– To przedsięwzięcie pod wieloma względami szczególne – podkreśla Paweł Passini, reżyser spektaklu „Pudełko”, którego lubelska premiera w sobotę, 4 lutego, w Centrum Kultury.
Na scenie zobaczymy m.in. krytyka teatralnego. Jacek Kopciński, redaktor naczelny miesięcznika „Teatr” wystąpi w roli performera. – W spektaklu Kopciński odwołuje się nie tylko do spuścizny Mirona Białoszewskiego, ale też do wydarzeń aktualnych.
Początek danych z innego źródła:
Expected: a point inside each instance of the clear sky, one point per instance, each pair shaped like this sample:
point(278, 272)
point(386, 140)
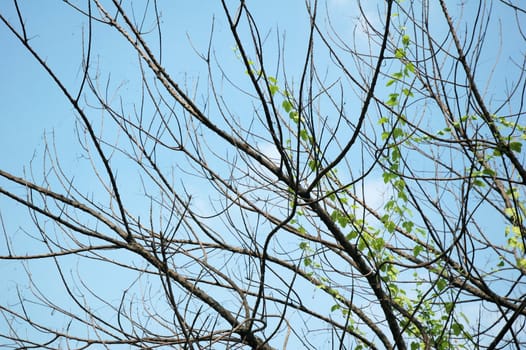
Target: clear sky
point(34, 114)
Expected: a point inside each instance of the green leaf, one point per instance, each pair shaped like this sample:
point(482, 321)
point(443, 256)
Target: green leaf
point(287, 106)
point(417, 250)
point(400, 53)
point(516, 146)
point(383, 120)
point(304, 134)
point(405, 40)
point(441, 284)
point(408, 226)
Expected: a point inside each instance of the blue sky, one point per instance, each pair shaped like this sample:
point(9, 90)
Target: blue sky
point(35, 113)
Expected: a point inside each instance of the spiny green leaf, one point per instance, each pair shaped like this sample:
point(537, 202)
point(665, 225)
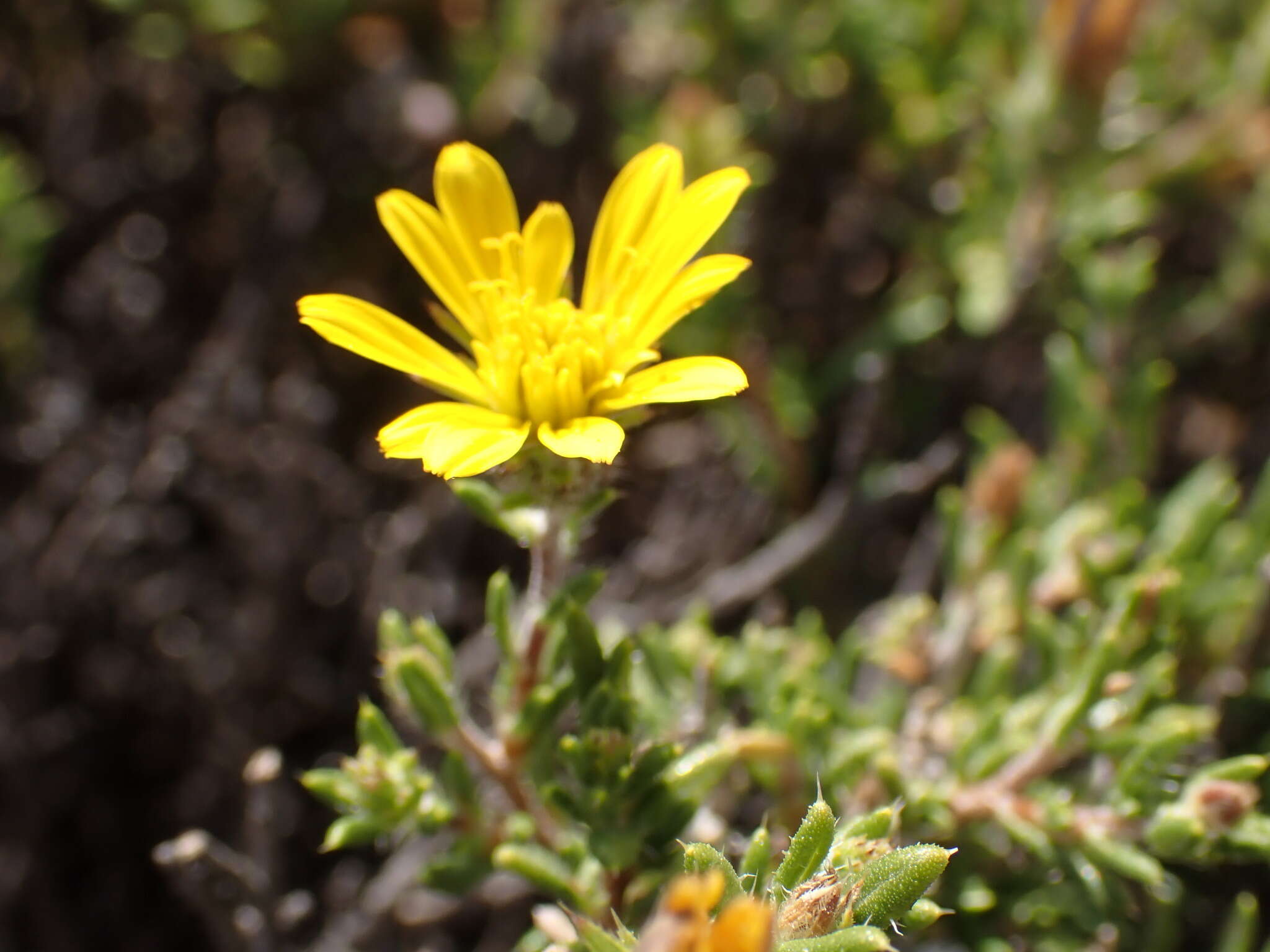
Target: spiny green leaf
point(890, 884)
point(540, 866)
point(808, 847)
point(375, 729)
point(855, 938)
point(595, 938)
point(351, 831)
point(498, 611)
point(701, 857)
point(757, 860)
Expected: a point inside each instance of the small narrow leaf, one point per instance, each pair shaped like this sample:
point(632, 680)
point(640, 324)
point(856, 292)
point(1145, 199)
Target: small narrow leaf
point(422, 683)
point(595, 938)
point(856, 938)
point(540, 866)
point(808, 847)
point(757, 861)
point(701, 857)
point(351, 832)
point(893, 883)
point(375, 730)
point(498, 611)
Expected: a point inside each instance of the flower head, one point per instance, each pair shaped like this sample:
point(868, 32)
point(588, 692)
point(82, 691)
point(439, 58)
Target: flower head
point(682, 922)
point(535, 362)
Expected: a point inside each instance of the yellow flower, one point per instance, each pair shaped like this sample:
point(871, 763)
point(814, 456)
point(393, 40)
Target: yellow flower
point(682, 922)
point(536, 362)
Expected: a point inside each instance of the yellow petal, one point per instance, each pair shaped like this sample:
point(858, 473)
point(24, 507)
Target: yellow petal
point(477, 201)
point(378, 335)
point(744, 926)
point(548, 250)
point(703, 207)
point(595, 438)
point(675, 382)
point(454, 439)
point(639, 200)
point(691, 288)
point(427, 242)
Dlatego za każdym razem spektakl jest nieco inny – tłumaczy reżyser.
W spektaklu wykorzystane zostały nagrania audio, na których Białoszewski czyta „Dziady” Mickiewicza i amatorskie filmy, które poeta kręcił w swoim niewielkim, bo zaledwie dwudziestoparametrowym mieszkaniu.
– Gdy Miron wpadał na jakiś pomysł biegł do Jadwigi Stańczakowej, wyciągali starego, czarnego grundiga i nagrywali – opowiada Paweł Passini pokazując stary magnetofon. – Jest kilkadziesiąt godzin nagrań Mirona czytającego swoje utwory.
Są też filmy na taśmie 8 mm. – Regularnie zapraszał do swojego mieszkania niewielką grupę osób. Na bieżąco aranżowali różne sytuacje, a on je filmował – opowiada reżyser.
Nagrania na blaknącej taśmy filmowej udało „zreanimować”. Dzięki nim zobaczymy w spektaklu inną twarz Białoszewskiego. – Jest tam bardzo dużo nagości, kobiecości, dzikości. Erotyzmu, który w jego twórczości jest nieobecny – mówi Passini.
Tytułowe pudełko ma kilka znaczeń. To „ciasne pudełko domowego teatru”. I pudełko, w którym niewidoma przyjaciółka poety trzymała kasety, które dla niej nagrywał.
W roli Dusz na scenie zobaczymy adeptki Studia Aktorskie neTTheatre.
Spektakl na scenie Sali Widowiskowej Centrum Kultury (ul. Peowiaków 12) w niedzielę i poniedziałek o godz. 20. Bilety kosztują od 15 do 30 zł.